I will try to be more inclusive of them as soon as possible (if I don't go for an annulment in the next weeks), but right now it is just too messy. I commented with her husband about the stroller and I believe it touched him somehow. He is aware of her behavior, but just wanted to have a child and a family, as his mother put it once. Thank you for your advice.


----------



## *Deidre*

Yea, it sounds like this just isn't the right guy for you. I'm sorry you find yourself here. I believe in God too, and He will see you through this, and sometimes He allows us to learn some hard lessons, but it's because it will grow us, in the end.


----------



## SunCMars

Julieee85 said:


> My husband and hers are from different ethnicities, so it would be easy to see who the father is.


Keep us posted on this. 
If you are kept from viewing the baby, ask yourself why.

As you mentioned, it will be difficult to hide.
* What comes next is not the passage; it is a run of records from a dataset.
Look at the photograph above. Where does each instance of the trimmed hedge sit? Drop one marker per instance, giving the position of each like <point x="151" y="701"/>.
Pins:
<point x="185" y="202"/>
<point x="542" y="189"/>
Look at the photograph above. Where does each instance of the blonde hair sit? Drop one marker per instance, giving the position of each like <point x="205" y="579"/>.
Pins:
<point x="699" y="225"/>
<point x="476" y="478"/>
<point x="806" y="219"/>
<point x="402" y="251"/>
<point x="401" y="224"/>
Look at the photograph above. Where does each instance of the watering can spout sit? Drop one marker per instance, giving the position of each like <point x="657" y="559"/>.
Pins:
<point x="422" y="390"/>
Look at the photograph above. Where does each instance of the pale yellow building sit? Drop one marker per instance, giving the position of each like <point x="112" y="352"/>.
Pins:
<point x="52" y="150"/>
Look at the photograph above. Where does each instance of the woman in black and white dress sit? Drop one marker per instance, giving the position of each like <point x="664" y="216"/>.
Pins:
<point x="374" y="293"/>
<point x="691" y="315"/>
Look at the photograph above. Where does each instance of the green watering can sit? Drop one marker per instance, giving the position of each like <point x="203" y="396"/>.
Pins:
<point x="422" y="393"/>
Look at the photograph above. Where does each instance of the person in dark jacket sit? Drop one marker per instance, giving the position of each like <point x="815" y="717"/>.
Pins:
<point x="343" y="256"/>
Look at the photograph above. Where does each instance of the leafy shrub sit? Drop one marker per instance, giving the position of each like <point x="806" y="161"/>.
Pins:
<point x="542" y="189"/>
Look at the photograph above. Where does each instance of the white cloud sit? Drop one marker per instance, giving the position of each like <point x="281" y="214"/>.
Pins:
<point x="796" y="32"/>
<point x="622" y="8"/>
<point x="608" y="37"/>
That is when Dear Old Grandma Avni, maybe Abiba is mentioned.
The child took after her.
Yep.


----------



## Lotsofheart73

I could not even make through reading all of your first post. Something is not right. Stop trying to get pregnant and stay on reliable birth control. Your husband does not care for you the way a husband should. I don’t know what happened or why. If he hasn’t “woken up” to his very inappropriate behavior by now it is not going to happen. You cannot make him change. Prepare for divorce by seeing an attorney and follow the attorney’s advice. He is not going to change and that “friend” is not going to change simply for the reason that they do not want too. Sorry.


----------



## Ragnar Ragnasson

You know you should leave this guy pronto. Nuff said.


----------



## Ragnar Ragnasson

Lotsofheart73 said:


> I could not even make through reading all of your first post. Something is not right. Stop trying to get pregnant and stay on reliable birth control. Your husband does not care for you the way a husband should. I don’t know what happened or why. If he hasn’t “woken up” to his very inappropriate behavior by now it is not going to happen. You cannot make him change. Prepare for divorce by seeing an attorney and follow the attorney’s advice. He is not going to change and that “friend” is not going to change simply for the reason that they do not want too. Sorry.


Ditto. Thanks for writing it 👍👍👍


----------



## Lotsofheart73

His friends should be guys that he either grew up with or ones that he shares common interests with.
I’m in my late 40s and have worked a good part of my adult life. I have never had a guy friend from work or otherwise that I went out anywhere with.
My husband does not have “girl friends”. Has he ever helped a female friend who asked for help with something? Yes, but it was a female that is part of couple friends that we socialize with. And it was minor thing like killing a snake or helping with a lawnmower when her husband was working lots of overtime. No personal stuff like baby strollers. No going for coffee etc. we socialized together as couples.


----------



## Anastasia6

Your husband has a girlfriend NOT a best girlfriend.


----------



## Anastasia6

I think your marriage was 4 month after hers because he was upset that his orbiting didn't work.

But it feels like he still has a crush on her. I doubt it's his baby because I think he hasn't closed the deal yet. But he wants to.

I'm so very sorry for the position you find yourself in. Oh, Looking at his phone shouldn't be some no - no. Married couples shouldn't have secret communications.

If it quacks like a duck, and walks like a duck it's a duck. If it looks like he cares for her more than you..... If it looks like he wishes to be married to her....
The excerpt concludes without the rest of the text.